I don’t know who needs to hear this, but kids can get the covid. Matter of fact, the new delta variant that’s going around is making more kids sick in more ways than previously thought. Louisiana is leading the country in new infections. A doctor there told MSNBC last night that kids are about a fifth of patients. That’s the reality, he said, for most hospitals around the country. Compare that with around 6 percent last year. Ages range from infants to teens. According to this doctor, the new variant, which itself now has a “variant plus,” is “a game changer.”
I said, “I don’t know who needs to hear this,” but I’m being coy. The people who need to hear this are the same people who don’t or won’t hear this. They don’t or won’t hear this, because the lies they tell themselves feel so much better than the truth. Instead of masking or vaccinating their kids, they say kids can’t get the covid.
These staggering, howling lies are killing us. Authorities know this. So do the sick and dying.
The cost of these staggering, howling lies is evident and growing more so by the minute. The start of the school year is fast approaching yet according to Bloomberg’s Riley Ray Griffin, only about 43 percent of the population between the ages of 12 and 17 has been inoculated. They, however, account for only about 7.5 percent of the total population. Kids under 17 are a quarter of the country. Yet lawmakers in states like Florida and Texas are outlawing local mask mandates by schools and businesses.
These staggering, howling lies are killing us. Authorities know this. So do the sick and dying. “People dying of Covid-19 or their survivors are publicly begging their friends and neighbors to get the vaccine,” wrote historian Heather Cox Richardson last night. “In addition to videos and Facebook posts, a six-minute television segment on ‘CBS This Morning’ featured Republican Representative Julia Letlow of Louisiana, who lost her husband to the disease in December. She is using her story to try to change people’s minds about refusing the vaccine.” Professor Richardson added:
Implied in these calls to ignore the disinformation out there about the vaccine is criticism of those Republican leaders who have pushed that disinformation.

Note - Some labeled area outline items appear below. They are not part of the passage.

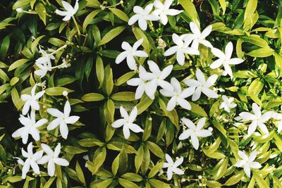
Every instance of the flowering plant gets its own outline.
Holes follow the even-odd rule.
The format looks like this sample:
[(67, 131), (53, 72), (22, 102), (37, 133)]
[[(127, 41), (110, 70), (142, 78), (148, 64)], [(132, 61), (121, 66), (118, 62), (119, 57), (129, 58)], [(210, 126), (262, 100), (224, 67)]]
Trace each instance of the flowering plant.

This is what I want you to pay attention to. I want you to pay attention to the difference between facing the truth and facing the lies. It’s one thing to say, “The covid can kill you! Get vaccinated now! It’s safe! It works! Nearly everyone who’s gotten one isn’t getting sick or dying!” It’s quite another to say, “Knock off that bullshit and if you don’t, we’re going to do what’s good for you whether you like it or not.” Yes, “implied in these calls to ignore the disinformation” is a remonstrance of those who are spreading disinformation. But the time is coming when “implied” needs to move out of the shadows and be painfully direct.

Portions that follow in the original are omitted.